Details
-
Bug
-
Resolution: Cannot Reproduce
-
Major
-
None
-
Lustre 2.3.0, Lustre 2.1.1, Lustre 2.1.3
-
None
-
4
-
5821
Description
We get OSS crash on any attempt to write data to our Lustre FS. The file system is created from scratch with version 2.1.3 package. We have tried all kernel version from the Env. field.
Initially I thought this was a kernel bug fixed in RHEL kernels-2.6.32-279.10.1.el6
- [kernel] sched: fix divide by zero at
{thread_group,task}
_times (Stanislaw Gruszka) [856703 843771]

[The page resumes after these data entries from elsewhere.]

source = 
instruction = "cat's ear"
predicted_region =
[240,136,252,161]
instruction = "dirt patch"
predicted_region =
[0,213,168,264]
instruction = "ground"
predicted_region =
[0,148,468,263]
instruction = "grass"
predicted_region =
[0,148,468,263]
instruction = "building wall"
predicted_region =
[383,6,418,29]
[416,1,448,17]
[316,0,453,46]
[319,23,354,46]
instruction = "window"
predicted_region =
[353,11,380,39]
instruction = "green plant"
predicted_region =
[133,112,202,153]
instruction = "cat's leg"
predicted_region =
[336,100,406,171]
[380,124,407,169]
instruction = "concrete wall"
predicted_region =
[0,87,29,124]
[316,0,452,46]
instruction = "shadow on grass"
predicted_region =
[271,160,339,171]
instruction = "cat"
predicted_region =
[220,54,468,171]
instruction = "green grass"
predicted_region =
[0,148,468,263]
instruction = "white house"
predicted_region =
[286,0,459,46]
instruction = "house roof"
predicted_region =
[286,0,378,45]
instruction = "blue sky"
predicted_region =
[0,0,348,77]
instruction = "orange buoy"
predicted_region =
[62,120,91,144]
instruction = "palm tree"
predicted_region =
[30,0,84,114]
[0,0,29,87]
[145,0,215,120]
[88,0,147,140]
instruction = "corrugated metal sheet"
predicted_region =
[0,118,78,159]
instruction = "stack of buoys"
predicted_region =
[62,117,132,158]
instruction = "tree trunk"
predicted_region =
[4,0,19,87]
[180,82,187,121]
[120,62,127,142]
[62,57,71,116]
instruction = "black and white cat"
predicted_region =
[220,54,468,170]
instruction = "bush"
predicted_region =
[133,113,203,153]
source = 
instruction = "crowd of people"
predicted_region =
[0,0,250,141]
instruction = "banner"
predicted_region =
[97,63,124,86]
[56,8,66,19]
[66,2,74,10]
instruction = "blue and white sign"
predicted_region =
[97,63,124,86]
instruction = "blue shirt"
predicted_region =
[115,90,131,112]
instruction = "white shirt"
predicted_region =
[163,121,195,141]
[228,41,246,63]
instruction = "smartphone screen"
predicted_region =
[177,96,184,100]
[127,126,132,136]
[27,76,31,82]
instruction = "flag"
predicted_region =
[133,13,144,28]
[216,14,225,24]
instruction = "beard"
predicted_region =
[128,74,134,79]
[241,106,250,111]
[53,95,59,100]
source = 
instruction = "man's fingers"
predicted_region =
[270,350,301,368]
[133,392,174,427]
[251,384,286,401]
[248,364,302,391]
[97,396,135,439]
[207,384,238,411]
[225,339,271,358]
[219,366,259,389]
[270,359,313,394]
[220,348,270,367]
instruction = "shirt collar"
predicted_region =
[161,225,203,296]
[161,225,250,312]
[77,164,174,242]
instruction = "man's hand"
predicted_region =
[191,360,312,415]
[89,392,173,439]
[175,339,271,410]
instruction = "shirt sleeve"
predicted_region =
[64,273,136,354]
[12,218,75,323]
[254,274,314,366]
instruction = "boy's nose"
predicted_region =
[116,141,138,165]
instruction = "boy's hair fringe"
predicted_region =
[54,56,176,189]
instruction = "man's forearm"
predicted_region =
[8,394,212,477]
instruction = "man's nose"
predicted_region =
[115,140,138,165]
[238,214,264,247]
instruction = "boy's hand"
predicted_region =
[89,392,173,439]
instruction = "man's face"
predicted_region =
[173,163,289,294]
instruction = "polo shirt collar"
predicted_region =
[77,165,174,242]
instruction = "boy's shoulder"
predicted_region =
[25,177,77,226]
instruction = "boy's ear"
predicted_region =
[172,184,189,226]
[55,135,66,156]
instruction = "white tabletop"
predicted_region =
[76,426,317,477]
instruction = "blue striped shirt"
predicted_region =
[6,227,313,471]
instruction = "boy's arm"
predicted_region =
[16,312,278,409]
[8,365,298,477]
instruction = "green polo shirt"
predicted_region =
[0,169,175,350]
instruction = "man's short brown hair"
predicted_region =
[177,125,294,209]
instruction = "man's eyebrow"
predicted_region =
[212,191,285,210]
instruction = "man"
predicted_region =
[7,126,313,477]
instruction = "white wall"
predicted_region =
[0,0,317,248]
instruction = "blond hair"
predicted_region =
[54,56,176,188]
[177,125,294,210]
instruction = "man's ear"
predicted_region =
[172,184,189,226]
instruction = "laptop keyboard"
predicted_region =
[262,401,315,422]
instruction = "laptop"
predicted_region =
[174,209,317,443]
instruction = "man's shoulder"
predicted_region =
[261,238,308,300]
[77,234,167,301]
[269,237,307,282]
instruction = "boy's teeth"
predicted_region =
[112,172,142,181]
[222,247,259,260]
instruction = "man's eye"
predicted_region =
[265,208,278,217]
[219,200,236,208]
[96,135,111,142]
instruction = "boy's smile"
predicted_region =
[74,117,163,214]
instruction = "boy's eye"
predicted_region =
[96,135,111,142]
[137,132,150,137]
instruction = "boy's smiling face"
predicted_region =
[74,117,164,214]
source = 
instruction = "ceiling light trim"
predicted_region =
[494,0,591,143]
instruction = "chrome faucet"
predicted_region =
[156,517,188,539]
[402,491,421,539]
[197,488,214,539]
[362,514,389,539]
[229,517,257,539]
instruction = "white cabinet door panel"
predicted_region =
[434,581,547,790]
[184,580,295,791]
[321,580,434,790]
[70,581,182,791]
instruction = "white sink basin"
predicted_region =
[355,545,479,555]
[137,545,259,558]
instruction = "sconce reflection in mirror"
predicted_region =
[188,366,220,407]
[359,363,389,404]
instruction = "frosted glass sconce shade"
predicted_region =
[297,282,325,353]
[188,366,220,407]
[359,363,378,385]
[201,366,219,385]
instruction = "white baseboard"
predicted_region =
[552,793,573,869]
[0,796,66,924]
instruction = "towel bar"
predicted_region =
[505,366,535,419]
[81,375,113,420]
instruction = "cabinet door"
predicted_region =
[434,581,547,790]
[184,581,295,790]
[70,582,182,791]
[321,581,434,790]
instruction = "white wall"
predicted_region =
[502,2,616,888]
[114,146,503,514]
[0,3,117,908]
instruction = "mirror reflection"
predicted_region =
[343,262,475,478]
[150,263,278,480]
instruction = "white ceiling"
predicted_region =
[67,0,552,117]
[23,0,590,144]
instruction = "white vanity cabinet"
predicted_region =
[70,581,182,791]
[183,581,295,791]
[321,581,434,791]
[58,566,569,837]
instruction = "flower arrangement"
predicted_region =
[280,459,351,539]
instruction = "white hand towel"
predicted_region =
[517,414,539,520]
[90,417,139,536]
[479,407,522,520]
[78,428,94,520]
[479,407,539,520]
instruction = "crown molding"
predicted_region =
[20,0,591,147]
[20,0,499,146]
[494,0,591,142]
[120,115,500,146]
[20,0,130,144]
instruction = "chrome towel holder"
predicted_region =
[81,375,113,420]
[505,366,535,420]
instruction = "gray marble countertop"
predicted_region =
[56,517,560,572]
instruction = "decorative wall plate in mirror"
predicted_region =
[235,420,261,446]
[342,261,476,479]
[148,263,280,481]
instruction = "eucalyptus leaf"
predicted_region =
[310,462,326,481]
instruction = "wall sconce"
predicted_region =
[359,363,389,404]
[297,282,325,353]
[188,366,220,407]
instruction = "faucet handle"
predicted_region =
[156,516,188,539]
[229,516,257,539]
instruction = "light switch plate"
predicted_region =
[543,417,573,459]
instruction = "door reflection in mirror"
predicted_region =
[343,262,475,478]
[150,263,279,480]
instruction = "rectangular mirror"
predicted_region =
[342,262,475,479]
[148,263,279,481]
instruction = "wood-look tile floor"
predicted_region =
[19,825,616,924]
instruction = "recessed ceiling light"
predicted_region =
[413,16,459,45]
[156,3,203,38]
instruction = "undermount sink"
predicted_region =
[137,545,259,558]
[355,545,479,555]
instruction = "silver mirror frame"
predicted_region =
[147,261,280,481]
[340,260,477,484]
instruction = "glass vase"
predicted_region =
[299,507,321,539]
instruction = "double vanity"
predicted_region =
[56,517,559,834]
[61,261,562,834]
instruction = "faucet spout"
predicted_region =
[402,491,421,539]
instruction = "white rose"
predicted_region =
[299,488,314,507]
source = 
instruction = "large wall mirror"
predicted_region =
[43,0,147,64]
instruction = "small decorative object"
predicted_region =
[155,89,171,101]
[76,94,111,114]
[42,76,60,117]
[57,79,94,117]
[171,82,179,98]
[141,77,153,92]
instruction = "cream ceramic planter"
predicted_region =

On write attempt we get OSS crashes with the following console message :
divide error: 0000 1 SMP
last sysfs file: /sys/devices/system/cpu/cpu7/cache/index2/shared_cpu_map
CPU 7
Modules linked in: obdfilter(U) fsfilt_ldiskfs(U) ost(U) mgc(U) ldiskfs(U) lustre(U) lov(U) osc(U) lquota(U) mdc(U) fid(U) fld(U) ksocklnd(U) ptlrpc(U) obdclass(U) lnet(U) lvfs(U) libcfs(U) nfs fscache xt_multiport nfsd lockd nfs_acl auth_rpcgss exportfs autofs4 sunrpc ipt_REJECT nf_conntrack_ipv4 nf_defrag_ipv4 xt_state nf_conntrack iptable_filter ip_tables ip6t_REJECT ip6table_filter ip6_tables ipv6 power_meter dcdbas microcode serio_raw ixgbe dca mdio k10temp amd64_edac_mod edac_core edac_mce_amd i2c_piix4 i2c_core sg ses enclosure bnx2 ext4 mbcache jbd2 sr_mod cdrom sd_mod crc_t10dif ahci qla2xxx scsi_transport_fc scsi_tgt megaraid_sas dm_mirror dm_region_hash dm_log dm_mod [last unloaded: mperf]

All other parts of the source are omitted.